The current four indicators introduced two years ago “were aiming at encouraging banks to restructure loans”, Yiangos Demetriou, head of CBC banking supervision division, said in an interview to state-radio CyBC on Thursday.
“They worked somewhat but not to the desired extent. We recently witnessed that restructuring rates have slowed down, or rather came to a halt.”
On August 3, the central bank said that the banks met only the indicator on sustainable restructuring solutions and failed the remaining three concerning the conclusion of restructuring agreements, the cure ratio of restructured loans and the aggregate arrears ratio.
Non-performing loans in the Cypriot banking system stood at €23.2bn in April according to the latest available figures and accounted for 46 per cent of total loans.
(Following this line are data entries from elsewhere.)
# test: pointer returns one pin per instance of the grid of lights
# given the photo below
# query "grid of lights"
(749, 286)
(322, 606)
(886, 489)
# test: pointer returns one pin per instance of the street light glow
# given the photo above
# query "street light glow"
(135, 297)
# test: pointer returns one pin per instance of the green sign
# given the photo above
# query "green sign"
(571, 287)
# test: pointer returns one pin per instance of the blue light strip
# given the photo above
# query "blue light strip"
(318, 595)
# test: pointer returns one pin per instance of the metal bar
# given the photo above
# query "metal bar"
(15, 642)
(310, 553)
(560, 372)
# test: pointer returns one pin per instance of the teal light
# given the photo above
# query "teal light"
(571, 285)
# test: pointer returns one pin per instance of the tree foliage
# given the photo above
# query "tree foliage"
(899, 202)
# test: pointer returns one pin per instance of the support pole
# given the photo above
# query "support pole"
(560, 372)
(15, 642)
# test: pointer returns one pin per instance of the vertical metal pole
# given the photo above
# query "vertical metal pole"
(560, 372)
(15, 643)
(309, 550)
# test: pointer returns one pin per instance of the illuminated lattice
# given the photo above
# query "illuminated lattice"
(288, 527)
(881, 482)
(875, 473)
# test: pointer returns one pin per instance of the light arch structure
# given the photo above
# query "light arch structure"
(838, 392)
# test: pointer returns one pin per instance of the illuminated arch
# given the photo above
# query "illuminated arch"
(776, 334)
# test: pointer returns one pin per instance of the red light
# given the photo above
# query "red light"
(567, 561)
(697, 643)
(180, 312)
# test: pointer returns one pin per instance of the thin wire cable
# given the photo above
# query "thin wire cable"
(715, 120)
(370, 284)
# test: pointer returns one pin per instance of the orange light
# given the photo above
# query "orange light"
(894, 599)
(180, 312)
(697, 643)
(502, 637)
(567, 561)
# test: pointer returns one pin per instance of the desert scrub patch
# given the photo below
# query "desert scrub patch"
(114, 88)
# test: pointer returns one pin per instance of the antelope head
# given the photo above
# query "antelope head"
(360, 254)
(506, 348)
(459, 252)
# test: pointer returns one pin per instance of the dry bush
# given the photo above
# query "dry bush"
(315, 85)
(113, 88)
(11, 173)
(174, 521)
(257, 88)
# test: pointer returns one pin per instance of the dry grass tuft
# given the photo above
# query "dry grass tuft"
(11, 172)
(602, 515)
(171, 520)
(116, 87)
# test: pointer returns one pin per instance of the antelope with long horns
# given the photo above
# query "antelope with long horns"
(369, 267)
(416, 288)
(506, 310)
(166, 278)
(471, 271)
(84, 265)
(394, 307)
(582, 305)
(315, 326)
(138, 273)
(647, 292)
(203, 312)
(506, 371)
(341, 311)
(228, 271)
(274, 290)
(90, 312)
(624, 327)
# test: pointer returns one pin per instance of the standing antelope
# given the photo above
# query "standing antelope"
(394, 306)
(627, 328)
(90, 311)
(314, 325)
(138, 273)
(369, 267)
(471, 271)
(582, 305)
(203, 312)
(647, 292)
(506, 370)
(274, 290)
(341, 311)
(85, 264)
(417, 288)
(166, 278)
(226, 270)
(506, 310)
The result of excessive credit expansion in the years before the 2013 banking crisis, the mount of NPLs is still considered a major risk for financial stability.
In the past weeks, Bank of Cyprus, the largest Cypriot lender announced a €500m increase in provisioning levels while Hellenic Bank, the third largest Cypriot bank, said it would increase its provisions by €51m.
The implementation of an agreement between Hellenic Bank and the Prague-based non-performing loans specialist APS Holdings to set up APS Debt Recovery Ltd that will bring additional knowhow in managing the Cypriot lender’s bad loans in July may be related to the central bank’s consideration of shifting focus toward actual reduction of bad loans.
A similar agreement was also reached between the Cyprus Cooperative Bank and Spain’s Altamira.
Hellenic, with a non-performing loan stock of €2.5bn or 57 per cent of its portfolio, and the Co-op, with €7.2bn in bad loans or roughly 60 per cent, are trailing Bank of Cyprus which pioneered reducing delinquent loans to €9.7bn or half of its total loans by setting up a specialised recovery and restructuring division as early as 2013.
Governor Chrystalla Georghadji said on Wednesday after meeting President Nicos Anastasiades that the bank supervisor was mulling changing the banks’ performance targets in order to boost their efforts.
Demetriou added that while reducing non-performing loans was not a simple matter, debt-to-asset swaps were a possibility. “This could be done more often,” he continued.
Other methods, including increasing provisioning levels, which does not exonerate borrowers from their obligations, and debt forgiveness as part of restructuring agreements are also ways to reduce non-performing loans, although they come at a price, he added.
“All these are not easy to implement as there needs to be a balance, because writing down debt or reducing the interest rate or extending maturity has some negative impact on the equity of banks,” Demetriou said. “Therefore, these have to be applied with caution to avoid other problems”.
In a subsequent response to a question submitted by the Cyprus Business Mail, the central banker said that banks should also clamp down on strategic defaulters, even as such cases are difficult to spot with certainty.
“What the Central Bank of Cyprus asks from banks is when they detect borrowers who have the capacity to repay or have assets which could be used to pay back their loans, they then should proceed with all available measures against them,” Demetriou said.
In May, Georghadji said that parliament had to improve the unpopular foreclosure law, modernised three years ago and enacted in 2015 as part of Cyprus’ bailout terms.
Hellenic Bank’s attempt to auction a 263-square-metres foreclosed mansion in Engomi belonging to a family which repeatedly ignored the bank’s efforts to enter restructuring negotiations, attracted support from politicians of various opposition parties a week ago, including far-right Elam, and is also indicative of the support a bill to strengthen the current foreclosure law would enjoy at the parliament.